Scientific classification
- Kingdom: Animalia
- Phylum: Chordata
- Class: Actinopterygii
- Order: Cypriniformes
- Family: Leuciscidae
- Subfamily: Leuciscinae
- Genus: Alburnoides
- Species: A. rossicus
- Binomial name: Alburnoides rossicus L. S. Berg, 1924
- Synonyms: Alburnoides bipunctatus rossicus Berg, 1924;

= Alburnoides rossicus =

- Authority: L. S. Berg, 1924
- Conservation status: LC
- Synonyms: Alburnoides bipunctatus rossicus Berg, 1924

Species of fish

Alburnoides rossicus the Russian spirlin, is a species of freshwater ray-finned fish belonging to the family Leuciscidae, which includes the daces, minnows and related fishes. This fish is found in Eastern Europe.

==Taxonomy==
Alburnoides rossicus was first formally described as Alburnoides bipunctatus rossicus in 1924 by the Russian geographer and biologist Lev Semyonovich Berg with its type locality given as the Dnieper and Volga rivers in Russia. This taxon has been regarded as a subspecies of the schneider (A. bipunctatus) but is now accepted as a separate valid species. The genus Alburnoides is classified in the subfamily Leuciscinae of the family Leuciscidae.

==Etymology==
Alburnoides rossicus belongs to the genus Alburnoides, this name suffixes -oides on to the genus name Alburnus, which is Latin for whitefish but also refers to the bleak, a name which means pale in English, in reference to the pale non lustrous colour of Alburnus alburnus. The suffix -oides is used to indicate that this taxon is similar to Alburnus, with the type species of the Alburnoides being Alburnus maculatus. The specific name, rossicus, means "belonging to Russia", the type locality.

==Identification==
Alburnoides rossicus is similar to the schneider A. bipunctatus but a morphological analysis showed that features such as the pharyngeal teeth, meristics and other morphological characters in combination clustered together and separately from the Danubian specimens of the schneider.

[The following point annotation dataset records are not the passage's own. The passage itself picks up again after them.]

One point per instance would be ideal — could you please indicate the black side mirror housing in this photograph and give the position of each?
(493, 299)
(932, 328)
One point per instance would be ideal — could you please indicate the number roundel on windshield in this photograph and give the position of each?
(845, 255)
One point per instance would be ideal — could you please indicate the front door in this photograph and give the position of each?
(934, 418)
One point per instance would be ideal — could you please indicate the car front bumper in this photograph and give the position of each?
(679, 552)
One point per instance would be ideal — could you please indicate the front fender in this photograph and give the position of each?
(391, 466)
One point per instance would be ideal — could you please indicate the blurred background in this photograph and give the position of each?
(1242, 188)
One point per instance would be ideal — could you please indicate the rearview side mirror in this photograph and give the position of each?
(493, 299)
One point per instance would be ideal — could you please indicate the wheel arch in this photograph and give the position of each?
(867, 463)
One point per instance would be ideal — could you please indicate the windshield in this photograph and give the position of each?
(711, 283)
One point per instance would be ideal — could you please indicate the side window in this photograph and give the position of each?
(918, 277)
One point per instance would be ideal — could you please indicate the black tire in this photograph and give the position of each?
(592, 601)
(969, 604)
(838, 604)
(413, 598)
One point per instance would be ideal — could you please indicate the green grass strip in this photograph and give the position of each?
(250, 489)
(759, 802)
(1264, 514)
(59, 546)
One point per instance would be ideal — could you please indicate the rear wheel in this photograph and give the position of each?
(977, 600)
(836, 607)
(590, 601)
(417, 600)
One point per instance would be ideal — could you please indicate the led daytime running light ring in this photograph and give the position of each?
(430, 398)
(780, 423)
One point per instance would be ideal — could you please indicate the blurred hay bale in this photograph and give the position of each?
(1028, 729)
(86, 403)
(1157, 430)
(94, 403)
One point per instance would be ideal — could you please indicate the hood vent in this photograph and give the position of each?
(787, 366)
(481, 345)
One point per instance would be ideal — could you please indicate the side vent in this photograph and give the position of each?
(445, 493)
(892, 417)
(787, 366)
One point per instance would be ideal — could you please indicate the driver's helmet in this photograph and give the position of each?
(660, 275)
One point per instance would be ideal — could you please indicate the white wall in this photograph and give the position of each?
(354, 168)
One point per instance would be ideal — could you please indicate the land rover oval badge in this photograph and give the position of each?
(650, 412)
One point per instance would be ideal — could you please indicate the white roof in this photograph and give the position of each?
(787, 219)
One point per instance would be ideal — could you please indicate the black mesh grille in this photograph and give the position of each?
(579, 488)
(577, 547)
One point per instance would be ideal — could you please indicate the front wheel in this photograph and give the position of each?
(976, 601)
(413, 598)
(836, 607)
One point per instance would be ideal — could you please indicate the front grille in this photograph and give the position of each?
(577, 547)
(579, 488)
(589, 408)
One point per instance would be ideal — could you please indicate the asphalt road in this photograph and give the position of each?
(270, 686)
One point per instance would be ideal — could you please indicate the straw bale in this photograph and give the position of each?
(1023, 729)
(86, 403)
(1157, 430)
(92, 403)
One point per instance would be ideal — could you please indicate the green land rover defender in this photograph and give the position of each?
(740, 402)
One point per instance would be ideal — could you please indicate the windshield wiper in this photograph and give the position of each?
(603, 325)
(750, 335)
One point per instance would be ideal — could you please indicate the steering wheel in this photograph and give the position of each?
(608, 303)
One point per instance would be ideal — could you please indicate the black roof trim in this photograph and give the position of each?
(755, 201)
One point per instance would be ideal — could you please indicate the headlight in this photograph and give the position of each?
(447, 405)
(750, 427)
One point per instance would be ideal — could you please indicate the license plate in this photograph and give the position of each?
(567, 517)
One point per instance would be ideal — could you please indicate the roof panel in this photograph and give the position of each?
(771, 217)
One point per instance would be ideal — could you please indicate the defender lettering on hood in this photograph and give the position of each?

==Distribution and habitat==
Alburnoides rossicus has a wide distribution in the Baltic States and Eastern Europe, it is found in the Dniester, Southern Bug and Dnieper rivers draining into the Black Sea basin, the Don River drainage in the Sea of Azov basin and the Volga River drainage in the Caspian Sea basin. It is also found in all of the rivers flowing to the southeastern Baltic Sea from the Pasłęka River in Poland to the Pärnu River in Estonia. Its habitat is streams and rivers where there is swift to moderately fast running water, in shallow areas over gravel, pebble or rocks.